Suite au dernier redéploiement à la Justice, une nouvelle crise politico-judiciaire s’installe progressivement dans le pays. En fait les hostilités ont repris entre magistrats et gouvernement.
C’est toujours la lune de fiel entre le gouvernement et l’Union nationale des magistrats du Bénin (Unamab). Un nouveau bras de fer est plus que jamais d’actualité entre les deux parties. Si la nouvelle pomme de discorde est le nouveau redéploiement à la Justice, il faut d’abord souligner que la tension est remontée d’un cran en raison des mauvais traitements infligés par la Police au juge Angelo Houssou. Ce dernier a fait l’objet de traitements déplacés suite au non-lieu qu’il a prononcé dans les présumées affaires de tentative d’empoisonnement du Chef de l’Etat et de coup d’Etat.

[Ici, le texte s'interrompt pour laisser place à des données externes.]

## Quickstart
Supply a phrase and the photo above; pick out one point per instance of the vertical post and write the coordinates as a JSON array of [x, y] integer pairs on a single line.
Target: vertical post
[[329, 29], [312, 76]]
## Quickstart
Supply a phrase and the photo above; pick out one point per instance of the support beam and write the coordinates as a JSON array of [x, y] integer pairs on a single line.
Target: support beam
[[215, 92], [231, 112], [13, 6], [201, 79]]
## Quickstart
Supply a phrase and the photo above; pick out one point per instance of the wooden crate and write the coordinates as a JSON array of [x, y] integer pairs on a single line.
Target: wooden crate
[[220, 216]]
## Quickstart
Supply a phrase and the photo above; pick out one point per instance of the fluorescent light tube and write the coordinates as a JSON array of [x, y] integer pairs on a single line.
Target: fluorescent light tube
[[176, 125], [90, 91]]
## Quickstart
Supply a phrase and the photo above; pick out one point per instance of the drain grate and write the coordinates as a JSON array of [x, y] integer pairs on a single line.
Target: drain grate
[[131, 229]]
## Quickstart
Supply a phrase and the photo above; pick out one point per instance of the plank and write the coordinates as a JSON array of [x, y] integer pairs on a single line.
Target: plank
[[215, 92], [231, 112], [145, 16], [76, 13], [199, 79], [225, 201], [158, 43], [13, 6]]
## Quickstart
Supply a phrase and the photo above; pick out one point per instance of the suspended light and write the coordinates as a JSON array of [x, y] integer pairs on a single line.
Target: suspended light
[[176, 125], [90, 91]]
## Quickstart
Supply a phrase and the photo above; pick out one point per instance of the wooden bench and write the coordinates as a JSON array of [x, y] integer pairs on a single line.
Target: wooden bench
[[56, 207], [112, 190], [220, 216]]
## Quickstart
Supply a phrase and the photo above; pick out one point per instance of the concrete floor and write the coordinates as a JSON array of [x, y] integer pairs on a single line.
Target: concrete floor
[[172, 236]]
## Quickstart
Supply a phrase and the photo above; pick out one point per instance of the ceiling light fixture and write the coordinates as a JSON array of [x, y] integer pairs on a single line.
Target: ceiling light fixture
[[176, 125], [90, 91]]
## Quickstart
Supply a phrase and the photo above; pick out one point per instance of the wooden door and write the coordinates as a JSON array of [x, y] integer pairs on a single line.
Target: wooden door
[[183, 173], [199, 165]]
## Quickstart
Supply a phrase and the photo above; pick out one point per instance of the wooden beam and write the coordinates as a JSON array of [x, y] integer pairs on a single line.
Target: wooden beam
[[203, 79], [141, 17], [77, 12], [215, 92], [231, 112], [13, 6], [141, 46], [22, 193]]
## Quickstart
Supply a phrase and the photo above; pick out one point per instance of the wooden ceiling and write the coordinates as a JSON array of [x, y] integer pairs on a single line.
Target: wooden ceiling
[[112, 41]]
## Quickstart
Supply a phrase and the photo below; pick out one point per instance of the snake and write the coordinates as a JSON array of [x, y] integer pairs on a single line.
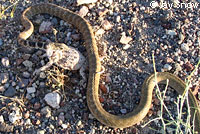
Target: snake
[[92, 95]]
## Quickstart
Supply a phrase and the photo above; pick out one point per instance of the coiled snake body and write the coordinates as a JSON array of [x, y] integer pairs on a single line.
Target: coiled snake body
[[94, 105]]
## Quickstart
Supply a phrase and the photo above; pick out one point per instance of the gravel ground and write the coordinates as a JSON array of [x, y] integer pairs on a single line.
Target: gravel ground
[[127, 33]]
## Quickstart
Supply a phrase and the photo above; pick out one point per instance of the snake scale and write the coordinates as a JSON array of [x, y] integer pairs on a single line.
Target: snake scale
[[93, 102]]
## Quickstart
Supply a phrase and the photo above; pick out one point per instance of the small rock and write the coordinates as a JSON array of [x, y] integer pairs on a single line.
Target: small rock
[[27, 122], [80, 2], [45, 27], [64, 126], [10, 92], [1, 42], [28, 63], [108, 78], [123, 111], [92, 131], [99, 32], [42, 75], [54, 21], [181, 37], [2, 89], [19, 61], [124, 39], [188, 66], [178, 67], [125, 47], [37, 122], [5, 62], [118, 19], [79, 123], [1, 119], [27, 115], [103, 12], [198, 33], [26, 74], [4, 77], [53, 99], [37, 105], [101, 99], [31, 90], [46, 111], [41, 132], [169, 60], [26, 56], [156, 101], [23, 83], [185, 47], [13, 83], [103, 88], [61, 116], [172, 33], [83, 11], [109, 1], [76, 37], [167, 67], [15, 115], [106, 25]]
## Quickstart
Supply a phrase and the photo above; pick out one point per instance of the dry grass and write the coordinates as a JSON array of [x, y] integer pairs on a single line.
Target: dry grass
[[182, 126]]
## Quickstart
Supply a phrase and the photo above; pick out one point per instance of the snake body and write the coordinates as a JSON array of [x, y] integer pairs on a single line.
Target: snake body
[[93, 102]]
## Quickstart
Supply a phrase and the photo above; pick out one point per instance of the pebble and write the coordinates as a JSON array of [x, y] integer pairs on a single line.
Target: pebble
[[41, 132], [123, 111], [46, 111], [198, 33], [64, 126], [2, 89], [4, 77], [26, 56], [5, 62], [27, 115], [80, 2], [181, 37], [1, 119], [124, 39], [27, 63], [118, 19], [53, 99], [106, 25], [92, 131], [188, 66], [26, 75], [103, 88], [27, 122], [23, 83], [83, 11], [185, 47], [10, 91], [76, 37], [54, 21], [172, 33], [31, 90], [100, 32], [108, 78], [1, 42], [15, 115], [37, 105], [45, 27], [167, 67], [126, 46], [42, 75]]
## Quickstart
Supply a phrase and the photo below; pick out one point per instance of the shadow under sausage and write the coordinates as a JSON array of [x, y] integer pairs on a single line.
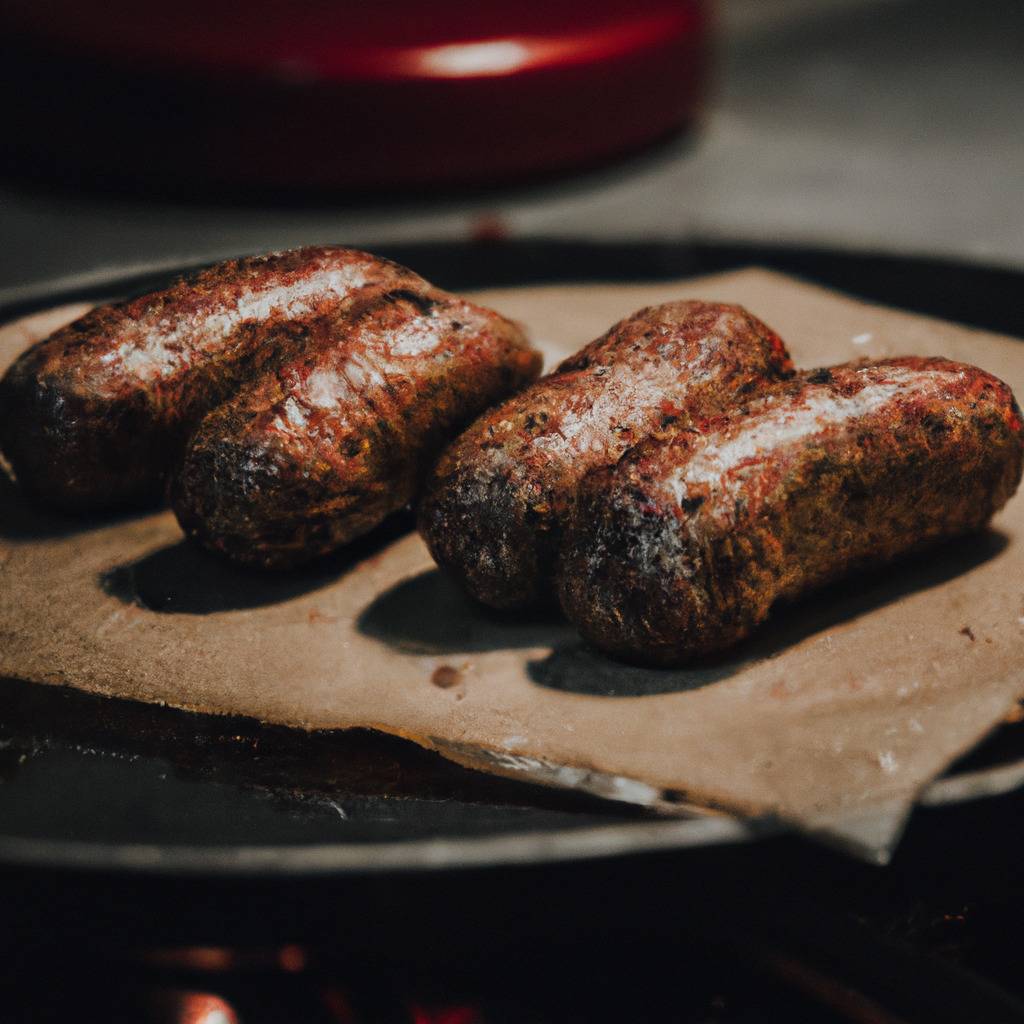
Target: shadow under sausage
[[430, 614], [20, 519], [579, 669], [183, 579]]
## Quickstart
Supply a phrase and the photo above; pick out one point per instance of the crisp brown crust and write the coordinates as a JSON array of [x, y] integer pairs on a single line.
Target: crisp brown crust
[[94, 416], [494, 509], [317, 451], [682, 549]]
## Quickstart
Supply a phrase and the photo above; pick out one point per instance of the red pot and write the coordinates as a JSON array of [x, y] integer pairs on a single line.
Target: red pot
[[349, 93]]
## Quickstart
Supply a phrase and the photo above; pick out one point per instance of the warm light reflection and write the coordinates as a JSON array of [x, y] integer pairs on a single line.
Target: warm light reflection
[[201, 1008], [458, 59]]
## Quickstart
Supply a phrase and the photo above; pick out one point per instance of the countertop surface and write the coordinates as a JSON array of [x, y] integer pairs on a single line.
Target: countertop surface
[[881, 125]]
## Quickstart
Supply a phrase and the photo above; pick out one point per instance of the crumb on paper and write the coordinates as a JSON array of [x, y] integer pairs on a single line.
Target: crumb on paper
[[445, 676]]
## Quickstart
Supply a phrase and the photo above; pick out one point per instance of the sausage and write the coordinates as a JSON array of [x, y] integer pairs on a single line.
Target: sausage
[[494, 508], [682, 549], [316, 452], [94, 416]]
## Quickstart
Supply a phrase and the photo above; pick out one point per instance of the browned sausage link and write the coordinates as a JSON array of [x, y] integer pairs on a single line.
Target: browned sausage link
[[93, 416], [317, 452], [494, 508], [683, 548]]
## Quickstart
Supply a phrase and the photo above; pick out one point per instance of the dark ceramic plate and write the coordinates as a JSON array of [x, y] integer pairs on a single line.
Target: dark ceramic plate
[[89, 783]]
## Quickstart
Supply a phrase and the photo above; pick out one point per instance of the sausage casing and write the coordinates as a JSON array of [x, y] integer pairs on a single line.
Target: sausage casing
[[683, 548], [316, 452], [494, 508], [94, 416]]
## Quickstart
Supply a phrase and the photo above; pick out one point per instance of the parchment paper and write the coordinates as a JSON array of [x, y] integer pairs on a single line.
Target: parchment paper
[[834, 717]]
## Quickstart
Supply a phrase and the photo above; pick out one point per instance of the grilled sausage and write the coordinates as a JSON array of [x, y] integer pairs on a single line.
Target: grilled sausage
[[683, 548], [318, 451], [494, 509], [93, 416]]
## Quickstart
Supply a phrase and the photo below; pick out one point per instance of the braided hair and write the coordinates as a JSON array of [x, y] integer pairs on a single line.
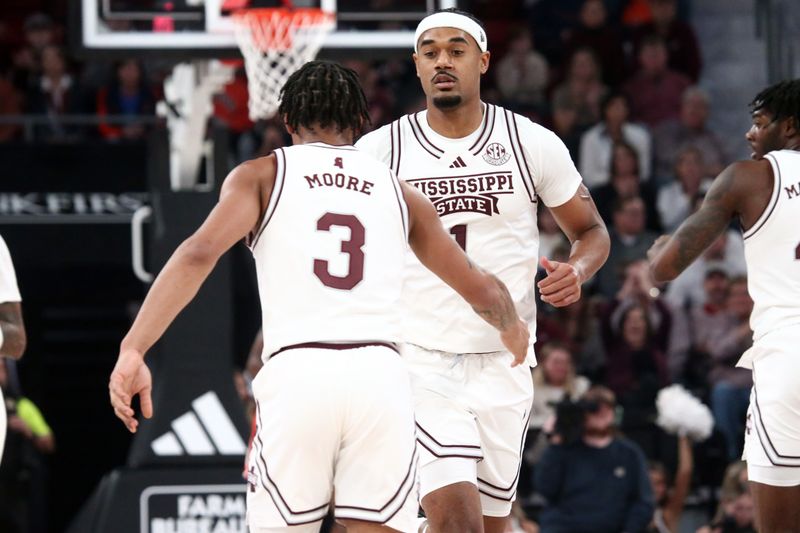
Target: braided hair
[[326, 94], [782, 100]]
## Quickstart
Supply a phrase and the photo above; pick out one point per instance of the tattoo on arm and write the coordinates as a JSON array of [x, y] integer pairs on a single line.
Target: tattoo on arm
[[14, 339], [501, 313], [703, 227]]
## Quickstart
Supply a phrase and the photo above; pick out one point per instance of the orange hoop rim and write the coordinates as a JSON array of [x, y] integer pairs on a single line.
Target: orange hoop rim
[[272, 28], [308, 16]]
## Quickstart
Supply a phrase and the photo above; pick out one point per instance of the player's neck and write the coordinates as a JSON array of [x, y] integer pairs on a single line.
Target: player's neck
[[457, 122], [327, 136]]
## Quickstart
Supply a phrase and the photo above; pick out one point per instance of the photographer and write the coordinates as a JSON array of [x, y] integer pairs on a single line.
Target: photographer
[[592, 479]]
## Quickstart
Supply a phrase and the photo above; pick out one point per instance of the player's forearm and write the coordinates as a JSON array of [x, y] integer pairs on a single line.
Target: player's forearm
[[13, 336], [590, 251], [173, 289], [494, 304]]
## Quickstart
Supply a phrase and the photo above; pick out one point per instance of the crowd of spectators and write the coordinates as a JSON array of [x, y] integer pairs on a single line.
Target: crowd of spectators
[[617, 80]]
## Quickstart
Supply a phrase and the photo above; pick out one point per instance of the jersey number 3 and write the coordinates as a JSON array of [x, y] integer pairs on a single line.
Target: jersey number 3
[[352, 247]]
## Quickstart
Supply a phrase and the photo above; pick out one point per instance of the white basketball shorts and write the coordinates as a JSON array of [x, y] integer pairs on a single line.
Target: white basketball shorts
[[332, 416], [772, 436], [470, 408]]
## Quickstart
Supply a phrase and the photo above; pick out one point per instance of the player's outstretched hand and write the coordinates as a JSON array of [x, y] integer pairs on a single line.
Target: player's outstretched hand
[[562, 286], [129, 378], [516, 339]]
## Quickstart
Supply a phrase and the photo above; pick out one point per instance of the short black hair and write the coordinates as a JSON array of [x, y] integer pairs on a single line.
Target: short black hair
[[327, 94], [467, 14], [781, 100]]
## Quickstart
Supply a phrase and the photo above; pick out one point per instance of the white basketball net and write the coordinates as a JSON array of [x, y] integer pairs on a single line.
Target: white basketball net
[[275, 43]]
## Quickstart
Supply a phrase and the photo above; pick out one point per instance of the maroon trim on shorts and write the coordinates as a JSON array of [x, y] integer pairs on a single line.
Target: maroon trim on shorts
[[422, 429], [336, 346], [411, 472], [265, 474], [513, 487]]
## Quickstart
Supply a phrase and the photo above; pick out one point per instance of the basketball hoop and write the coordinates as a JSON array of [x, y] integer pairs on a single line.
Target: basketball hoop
[[275, 42]]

Alors que la suite de cette situation n’a pas fini de faire tomber la tension, le gouvernement du Président Yayi Boni a ravivé la crise pour avoir opéré un redéploiement dans le milieu judiciaire qui n’’est du goût des magistrats. Les nominations prononcées en Conseil des ministres le 28 mai 2013 violent les règles de préséance prévues par la loi portant statut de la magistrature, dénonce l’Unamab. En termes clairs, la hiérarchie n’a pas été respectée dans les nominations du ministre de la Justice.
Ce qui a amené l’Unamab à dire qu’elles n’ont d’autres visées que de diviser les magistrats mobilisés autour du juge Angelo Houssou à effet de l’aider à recouvrer ses attributs de citoyen libre. « Ces nominations provocatrices, démotivantes ne sont pas de nature à faire régner la paix entre l’Exécutif et l’Unamab. Loin des secousses permanentes, la justice de notre pays nécessite des réformes approfondies et courageuses indispensables pour attirer les investissements vers la destination Bénin.
La politisation de la justice de notre pays est une épée de Damoclès qui nous guette tous… », a fait savoir l’Unamab dans un récent communiqué de presse. De son côté, le gouvernement a balayé du revers de la main les griefs portés contre lui par l’Union nationale des magistrats du Bénin.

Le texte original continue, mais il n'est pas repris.